[Theodore Roosevelt by Theodore Roosevelt]@TWC D-Link bookTheodore Roosevelt CHAPTER XII 24/62
The good men who were willing to go with us but had conservative misgivings about the ultra-radicals would not accept a good amendment if one of the latter proposed it; and the radicals would not accept their own amendment if one of the conservatives proposed it. Each side got so wrought up as to be utterly unable to get matters into proper perspective; each prepared to stand on unimportant trifles; each announced with hysterical emphasis--the reformers just as hysterically as the reactionaries--that the decision as regards each unimportant trifle determined the worth or worthlessness of the measure.

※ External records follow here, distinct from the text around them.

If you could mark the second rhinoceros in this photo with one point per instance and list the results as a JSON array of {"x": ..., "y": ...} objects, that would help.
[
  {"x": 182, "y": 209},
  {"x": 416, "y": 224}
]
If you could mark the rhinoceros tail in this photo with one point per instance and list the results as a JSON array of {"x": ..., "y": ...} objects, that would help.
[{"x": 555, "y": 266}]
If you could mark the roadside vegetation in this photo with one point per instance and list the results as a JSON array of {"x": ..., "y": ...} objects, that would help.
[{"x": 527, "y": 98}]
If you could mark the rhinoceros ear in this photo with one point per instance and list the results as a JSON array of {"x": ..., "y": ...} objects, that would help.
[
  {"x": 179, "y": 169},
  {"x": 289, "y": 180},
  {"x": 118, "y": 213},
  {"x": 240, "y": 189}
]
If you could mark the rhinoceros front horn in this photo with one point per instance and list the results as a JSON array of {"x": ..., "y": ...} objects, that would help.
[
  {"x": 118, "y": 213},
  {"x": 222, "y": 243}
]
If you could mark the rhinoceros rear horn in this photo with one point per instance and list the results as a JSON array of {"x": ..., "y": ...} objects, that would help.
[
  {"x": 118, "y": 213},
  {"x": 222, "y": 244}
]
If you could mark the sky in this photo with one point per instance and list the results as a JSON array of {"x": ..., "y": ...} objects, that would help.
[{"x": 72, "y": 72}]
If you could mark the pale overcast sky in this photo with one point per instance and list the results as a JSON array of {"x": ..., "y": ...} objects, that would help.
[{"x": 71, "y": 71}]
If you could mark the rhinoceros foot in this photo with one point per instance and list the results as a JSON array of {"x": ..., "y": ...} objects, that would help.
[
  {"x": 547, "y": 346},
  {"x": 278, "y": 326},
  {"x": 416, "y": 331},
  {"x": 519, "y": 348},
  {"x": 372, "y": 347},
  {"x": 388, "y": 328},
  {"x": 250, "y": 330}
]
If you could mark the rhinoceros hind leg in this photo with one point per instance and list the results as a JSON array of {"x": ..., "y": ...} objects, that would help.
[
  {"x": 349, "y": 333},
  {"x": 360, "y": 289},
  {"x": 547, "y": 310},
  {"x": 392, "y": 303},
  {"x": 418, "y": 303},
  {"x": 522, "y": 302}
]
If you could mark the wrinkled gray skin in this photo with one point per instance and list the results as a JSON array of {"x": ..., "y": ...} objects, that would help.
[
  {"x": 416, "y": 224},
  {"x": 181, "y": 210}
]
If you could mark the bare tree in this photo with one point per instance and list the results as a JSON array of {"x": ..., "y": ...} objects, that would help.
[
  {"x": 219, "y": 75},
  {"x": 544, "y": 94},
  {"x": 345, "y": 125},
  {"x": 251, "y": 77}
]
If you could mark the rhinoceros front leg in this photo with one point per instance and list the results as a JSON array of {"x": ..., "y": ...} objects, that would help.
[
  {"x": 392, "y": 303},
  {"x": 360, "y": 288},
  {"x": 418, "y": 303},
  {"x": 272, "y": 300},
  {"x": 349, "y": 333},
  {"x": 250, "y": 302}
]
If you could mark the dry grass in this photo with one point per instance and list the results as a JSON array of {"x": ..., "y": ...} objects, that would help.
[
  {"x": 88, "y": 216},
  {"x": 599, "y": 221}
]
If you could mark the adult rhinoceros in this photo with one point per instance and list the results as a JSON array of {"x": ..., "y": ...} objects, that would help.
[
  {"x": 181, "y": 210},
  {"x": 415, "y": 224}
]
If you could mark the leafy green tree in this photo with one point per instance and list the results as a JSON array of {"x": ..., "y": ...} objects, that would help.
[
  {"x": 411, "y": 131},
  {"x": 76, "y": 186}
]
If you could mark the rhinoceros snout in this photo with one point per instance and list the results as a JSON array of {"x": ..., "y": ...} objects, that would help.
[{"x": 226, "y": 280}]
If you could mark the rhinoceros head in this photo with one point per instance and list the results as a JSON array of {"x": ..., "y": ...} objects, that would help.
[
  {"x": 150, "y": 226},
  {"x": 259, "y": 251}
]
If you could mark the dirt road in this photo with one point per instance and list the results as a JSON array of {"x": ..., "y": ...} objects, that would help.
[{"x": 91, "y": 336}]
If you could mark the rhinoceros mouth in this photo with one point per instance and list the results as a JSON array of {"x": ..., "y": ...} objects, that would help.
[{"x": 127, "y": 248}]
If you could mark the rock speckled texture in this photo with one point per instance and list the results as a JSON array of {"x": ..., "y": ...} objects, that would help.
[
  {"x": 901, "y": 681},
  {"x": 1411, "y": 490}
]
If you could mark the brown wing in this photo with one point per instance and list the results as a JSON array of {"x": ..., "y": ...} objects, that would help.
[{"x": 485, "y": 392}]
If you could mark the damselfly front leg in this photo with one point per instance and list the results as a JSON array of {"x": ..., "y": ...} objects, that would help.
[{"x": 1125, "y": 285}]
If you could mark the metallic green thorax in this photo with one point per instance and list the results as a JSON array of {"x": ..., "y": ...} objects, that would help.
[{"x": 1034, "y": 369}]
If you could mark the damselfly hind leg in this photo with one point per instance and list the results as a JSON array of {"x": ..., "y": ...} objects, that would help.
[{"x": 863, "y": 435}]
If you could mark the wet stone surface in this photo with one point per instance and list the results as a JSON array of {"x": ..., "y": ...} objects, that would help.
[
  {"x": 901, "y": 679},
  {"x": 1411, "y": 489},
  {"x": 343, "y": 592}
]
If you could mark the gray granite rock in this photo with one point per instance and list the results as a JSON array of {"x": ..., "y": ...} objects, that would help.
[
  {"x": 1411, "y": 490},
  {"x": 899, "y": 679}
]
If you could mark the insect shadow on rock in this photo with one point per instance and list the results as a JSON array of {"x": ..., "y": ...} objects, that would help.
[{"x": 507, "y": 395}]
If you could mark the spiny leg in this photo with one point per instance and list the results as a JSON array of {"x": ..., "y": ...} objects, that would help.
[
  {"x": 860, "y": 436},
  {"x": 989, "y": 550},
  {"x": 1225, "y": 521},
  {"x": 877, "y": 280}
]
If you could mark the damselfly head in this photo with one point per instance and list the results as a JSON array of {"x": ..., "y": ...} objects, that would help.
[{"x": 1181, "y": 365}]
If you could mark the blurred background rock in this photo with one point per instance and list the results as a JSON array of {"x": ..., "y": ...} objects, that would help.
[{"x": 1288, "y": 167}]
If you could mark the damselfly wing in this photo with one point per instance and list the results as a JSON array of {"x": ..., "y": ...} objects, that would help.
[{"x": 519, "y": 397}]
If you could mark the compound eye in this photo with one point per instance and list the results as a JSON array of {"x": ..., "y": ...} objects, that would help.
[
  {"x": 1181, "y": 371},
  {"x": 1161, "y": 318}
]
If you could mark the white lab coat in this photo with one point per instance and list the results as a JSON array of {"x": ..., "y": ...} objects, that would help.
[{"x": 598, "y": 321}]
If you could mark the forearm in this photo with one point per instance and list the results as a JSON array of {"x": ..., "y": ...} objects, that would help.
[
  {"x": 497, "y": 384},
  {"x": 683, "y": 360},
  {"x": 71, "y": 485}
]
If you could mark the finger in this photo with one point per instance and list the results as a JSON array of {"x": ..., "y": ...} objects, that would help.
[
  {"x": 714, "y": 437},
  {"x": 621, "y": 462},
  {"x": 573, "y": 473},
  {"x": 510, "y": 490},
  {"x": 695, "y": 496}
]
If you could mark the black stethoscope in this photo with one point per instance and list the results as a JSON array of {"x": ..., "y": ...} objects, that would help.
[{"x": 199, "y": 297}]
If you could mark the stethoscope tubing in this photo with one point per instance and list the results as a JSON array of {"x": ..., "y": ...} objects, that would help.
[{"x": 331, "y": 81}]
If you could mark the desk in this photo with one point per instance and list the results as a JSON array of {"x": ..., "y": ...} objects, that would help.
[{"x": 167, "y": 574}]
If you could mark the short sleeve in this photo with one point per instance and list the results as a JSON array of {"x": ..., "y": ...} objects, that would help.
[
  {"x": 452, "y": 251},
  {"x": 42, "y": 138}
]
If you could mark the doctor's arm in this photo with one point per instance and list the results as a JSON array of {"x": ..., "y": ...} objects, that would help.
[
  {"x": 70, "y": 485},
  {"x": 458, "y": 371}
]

Gradually we secured a measurable return to sane appreciation of the essentials. Finally both sides reluctantly agreed to accept the so-called Allison amendment which did not, as a matter of fact, work any change in the bill at all.
The amendment was drawn by Attorney-General Moody after consultation with the Inter-State Commerce Commission, and was forwarded by me to Senator Dolliver; it was accepted, and the bill became law. Thanks to this law and to the way in which the Inter-State Commerce Commission was backed by the Administration, the Commission, under men like Prouty, Lane, and Clark, became a most powerful force for good. Some of the good that we had accomplished was undone after the close of my Administration by the unfortunate law creating a Commerce Court; but the major part of the immense advance we had made remained.
There was one point on which I insisted, and upon which it is necessary always to insist.
The Commission cannot do permanent good unless it does justice to the corporations precisely as it exacts justice from them.